Both right and left approach a similar looking set of ideologies at their extremes. I'm arguing that the left runs the risk of being overrun by something that moderate liberal lefties like me should be very concerned about.



> Your point doesn't really work, if it is "at the heart of any left wing moderate is a left wing fringe lunatic" because obviously you could just claim the same of the right, and suggest that every moderate right wing has fascism at its core. This sort of reductionism ends up with nothing useful.

I disagree. Maybe we understand the terminology differently. For me both wings of the left and right spectrum are extremes, while liberals and conservatives are on another axis. Liberals and Conservatives have existed long before there were leftist and rightist ideologies. (the -isms)

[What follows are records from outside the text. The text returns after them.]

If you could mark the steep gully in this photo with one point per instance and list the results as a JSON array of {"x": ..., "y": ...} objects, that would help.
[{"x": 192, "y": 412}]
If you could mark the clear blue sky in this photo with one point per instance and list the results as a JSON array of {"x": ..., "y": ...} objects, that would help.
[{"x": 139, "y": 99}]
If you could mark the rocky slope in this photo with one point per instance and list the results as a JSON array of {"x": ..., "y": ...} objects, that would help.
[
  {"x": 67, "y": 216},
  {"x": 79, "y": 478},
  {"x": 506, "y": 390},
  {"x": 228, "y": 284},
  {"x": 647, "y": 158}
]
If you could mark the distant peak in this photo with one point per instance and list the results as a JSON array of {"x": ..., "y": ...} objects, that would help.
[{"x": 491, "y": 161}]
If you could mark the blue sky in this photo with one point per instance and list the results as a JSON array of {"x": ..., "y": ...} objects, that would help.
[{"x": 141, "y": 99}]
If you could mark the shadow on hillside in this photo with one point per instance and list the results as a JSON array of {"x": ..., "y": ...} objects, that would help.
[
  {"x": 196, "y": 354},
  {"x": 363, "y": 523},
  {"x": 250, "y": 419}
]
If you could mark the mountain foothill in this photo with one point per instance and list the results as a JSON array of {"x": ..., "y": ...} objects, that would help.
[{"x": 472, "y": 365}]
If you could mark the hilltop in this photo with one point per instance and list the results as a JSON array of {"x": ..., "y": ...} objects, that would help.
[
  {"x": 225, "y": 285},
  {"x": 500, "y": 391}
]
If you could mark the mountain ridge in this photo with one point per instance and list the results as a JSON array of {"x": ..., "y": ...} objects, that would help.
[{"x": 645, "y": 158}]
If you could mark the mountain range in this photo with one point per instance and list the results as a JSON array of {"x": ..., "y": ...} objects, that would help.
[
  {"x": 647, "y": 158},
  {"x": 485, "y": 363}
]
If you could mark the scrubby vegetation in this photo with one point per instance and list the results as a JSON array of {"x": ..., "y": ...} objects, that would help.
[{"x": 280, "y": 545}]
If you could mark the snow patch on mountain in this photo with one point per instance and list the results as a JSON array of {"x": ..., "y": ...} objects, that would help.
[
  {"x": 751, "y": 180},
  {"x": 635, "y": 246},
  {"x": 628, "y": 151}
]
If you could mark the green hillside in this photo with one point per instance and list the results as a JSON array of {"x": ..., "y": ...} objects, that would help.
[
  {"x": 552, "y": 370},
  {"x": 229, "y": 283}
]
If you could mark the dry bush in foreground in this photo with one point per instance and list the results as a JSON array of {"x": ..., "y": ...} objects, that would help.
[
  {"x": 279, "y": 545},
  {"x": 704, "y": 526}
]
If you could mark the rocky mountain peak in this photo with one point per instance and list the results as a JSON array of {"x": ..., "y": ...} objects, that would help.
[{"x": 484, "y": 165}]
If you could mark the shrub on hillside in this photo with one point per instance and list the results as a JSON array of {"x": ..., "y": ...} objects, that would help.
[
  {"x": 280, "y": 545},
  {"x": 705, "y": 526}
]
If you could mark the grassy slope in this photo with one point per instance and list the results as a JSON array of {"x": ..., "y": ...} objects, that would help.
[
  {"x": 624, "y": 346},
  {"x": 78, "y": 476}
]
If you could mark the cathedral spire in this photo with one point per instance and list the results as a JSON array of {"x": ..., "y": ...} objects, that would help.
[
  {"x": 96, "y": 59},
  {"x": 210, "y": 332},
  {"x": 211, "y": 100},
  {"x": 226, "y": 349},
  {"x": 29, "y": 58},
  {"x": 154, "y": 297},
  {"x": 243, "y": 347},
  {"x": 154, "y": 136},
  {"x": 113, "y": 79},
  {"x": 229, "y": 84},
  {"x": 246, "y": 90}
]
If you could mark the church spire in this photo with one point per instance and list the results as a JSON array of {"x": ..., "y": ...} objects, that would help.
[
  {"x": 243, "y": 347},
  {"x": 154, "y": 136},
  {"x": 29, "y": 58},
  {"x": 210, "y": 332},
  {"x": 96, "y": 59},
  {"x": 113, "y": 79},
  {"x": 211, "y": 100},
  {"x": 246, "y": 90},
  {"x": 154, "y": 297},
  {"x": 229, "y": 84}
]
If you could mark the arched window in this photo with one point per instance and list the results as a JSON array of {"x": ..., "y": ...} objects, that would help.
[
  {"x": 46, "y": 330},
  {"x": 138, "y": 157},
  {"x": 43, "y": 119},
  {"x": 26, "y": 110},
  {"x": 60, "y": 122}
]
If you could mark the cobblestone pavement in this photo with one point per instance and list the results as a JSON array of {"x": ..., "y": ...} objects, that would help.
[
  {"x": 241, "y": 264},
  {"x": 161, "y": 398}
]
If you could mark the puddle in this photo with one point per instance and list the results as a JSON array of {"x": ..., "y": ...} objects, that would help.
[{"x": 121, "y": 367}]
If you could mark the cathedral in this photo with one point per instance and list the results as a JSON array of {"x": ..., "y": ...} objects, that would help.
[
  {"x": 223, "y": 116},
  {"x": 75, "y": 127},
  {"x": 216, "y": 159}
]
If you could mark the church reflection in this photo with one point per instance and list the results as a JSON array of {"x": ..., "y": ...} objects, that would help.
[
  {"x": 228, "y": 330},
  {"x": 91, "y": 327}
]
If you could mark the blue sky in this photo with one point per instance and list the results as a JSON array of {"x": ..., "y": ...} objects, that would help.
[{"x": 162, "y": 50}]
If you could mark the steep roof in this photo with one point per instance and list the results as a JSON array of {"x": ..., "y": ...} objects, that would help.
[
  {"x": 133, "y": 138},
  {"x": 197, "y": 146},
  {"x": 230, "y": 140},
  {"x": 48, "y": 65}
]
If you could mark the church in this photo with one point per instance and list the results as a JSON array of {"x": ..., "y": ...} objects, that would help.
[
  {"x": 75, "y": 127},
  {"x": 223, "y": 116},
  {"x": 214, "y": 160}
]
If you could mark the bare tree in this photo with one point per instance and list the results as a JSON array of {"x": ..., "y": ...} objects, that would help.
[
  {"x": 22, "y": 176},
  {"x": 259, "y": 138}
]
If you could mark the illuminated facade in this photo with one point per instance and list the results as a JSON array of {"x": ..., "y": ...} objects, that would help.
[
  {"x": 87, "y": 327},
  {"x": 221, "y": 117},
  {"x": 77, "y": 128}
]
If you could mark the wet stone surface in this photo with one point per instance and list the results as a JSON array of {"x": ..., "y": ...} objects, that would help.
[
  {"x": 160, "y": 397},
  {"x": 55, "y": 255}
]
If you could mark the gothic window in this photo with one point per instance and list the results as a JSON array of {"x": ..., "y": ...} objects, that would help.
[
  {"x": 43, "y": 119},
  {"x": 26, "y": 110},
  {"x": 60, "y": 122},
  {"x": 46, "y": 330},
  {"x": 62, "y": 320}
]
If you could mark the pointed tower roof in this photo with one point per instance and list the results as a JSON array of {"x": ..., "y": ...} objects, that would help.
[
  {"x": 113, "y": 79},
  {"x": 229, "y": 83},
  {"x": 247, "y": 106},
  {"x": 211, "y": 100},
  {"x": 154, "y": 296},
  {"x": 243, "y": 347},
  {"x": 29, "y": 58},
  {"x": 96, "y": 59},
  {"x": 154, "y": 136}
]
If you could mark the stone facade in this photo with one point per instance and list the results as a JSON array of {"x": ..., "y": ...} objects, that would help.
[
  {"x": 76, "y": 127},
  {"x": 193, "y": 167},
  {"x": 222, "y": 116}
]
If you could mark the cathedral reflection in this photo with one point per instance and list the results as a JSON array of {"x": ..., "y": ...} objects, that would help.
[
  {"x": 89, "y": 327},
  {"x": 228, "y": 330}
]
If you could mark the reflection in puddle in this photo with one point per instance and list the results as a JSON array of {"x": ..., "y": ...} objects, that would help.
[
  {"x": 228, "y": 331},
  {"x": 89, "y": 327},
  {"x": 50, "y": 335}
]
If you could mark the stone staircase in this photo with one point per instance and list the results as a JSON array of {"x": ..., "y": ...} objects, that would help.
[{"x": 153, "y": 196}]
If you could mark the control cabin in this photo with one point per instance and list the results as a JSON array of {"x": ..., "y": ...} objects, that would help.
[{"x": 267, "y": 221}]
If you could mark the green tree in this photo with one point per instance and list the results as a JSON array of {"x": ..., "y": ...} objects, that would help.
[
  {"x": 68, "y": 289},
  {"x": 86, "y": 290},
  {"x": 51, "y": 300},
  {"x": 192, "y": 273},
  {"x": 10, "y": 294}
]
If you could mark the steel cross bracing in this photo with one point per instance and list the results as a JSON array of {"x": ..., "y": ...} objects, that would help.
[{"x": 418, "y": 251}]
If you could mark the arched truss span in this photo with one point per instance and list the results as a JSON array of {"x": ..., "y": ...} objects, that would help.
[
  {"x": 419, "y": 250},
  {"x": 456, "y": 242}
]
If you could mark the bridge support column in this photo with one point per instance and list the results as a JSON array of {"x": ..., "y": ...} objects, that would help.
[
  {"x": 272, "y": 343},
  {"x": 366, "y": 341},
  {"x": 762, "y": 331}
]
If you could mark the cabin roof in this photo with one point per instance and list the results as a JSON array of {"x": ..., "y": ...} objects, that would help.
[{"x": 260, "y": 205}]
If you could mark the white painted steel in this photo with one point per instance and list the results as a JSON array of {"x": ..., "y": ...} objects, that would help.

> Both right and left approach a similar looking set of ideologies at their extremes. I'm arguing that the left runs the risk of being overrun by something that moderate liberal lefties like me should be very concerned about.

I agree 100%.


The terminology question is confused by the fact that, in the US, "liberal" means "leftist", whereas in much (all?) of Europe or maybe even the rest of the world, "liberal" is more associated with classical liberalism, i.e. closer to what is called "libertarian" in the US (although I do feel that libertarianism is like classical liberalism taken to the extreme).

In any case, classical liberalism was only developed in the 19th century, while the usage of "left" and "right" is slightly older: it dates back to the French Revolution where it just happened that opposing factions would sit at opposite ends of the assembly. Given the chaotic nature of the French Revolution, what these opposite ends would represent would change countless times, but in general, the left wing was more associated with progressivism and the will of the Third Estate and the right wing was more conservative. Communism didn't even exist at the time, although arguably the first proto-communist advocate, Gracchus Babeuf, did emerge later in the French Revolution (he was offed by the "left wing" itself, though).


Yes, although that "something" isn't even socialism, it's... I don't know what it is. I'm not a socialist by any stretch but I am told that some hard-core Marxists are quite skeptical of modern "wokeness" which strangely never seems to question power imbalances due to capitalism itself.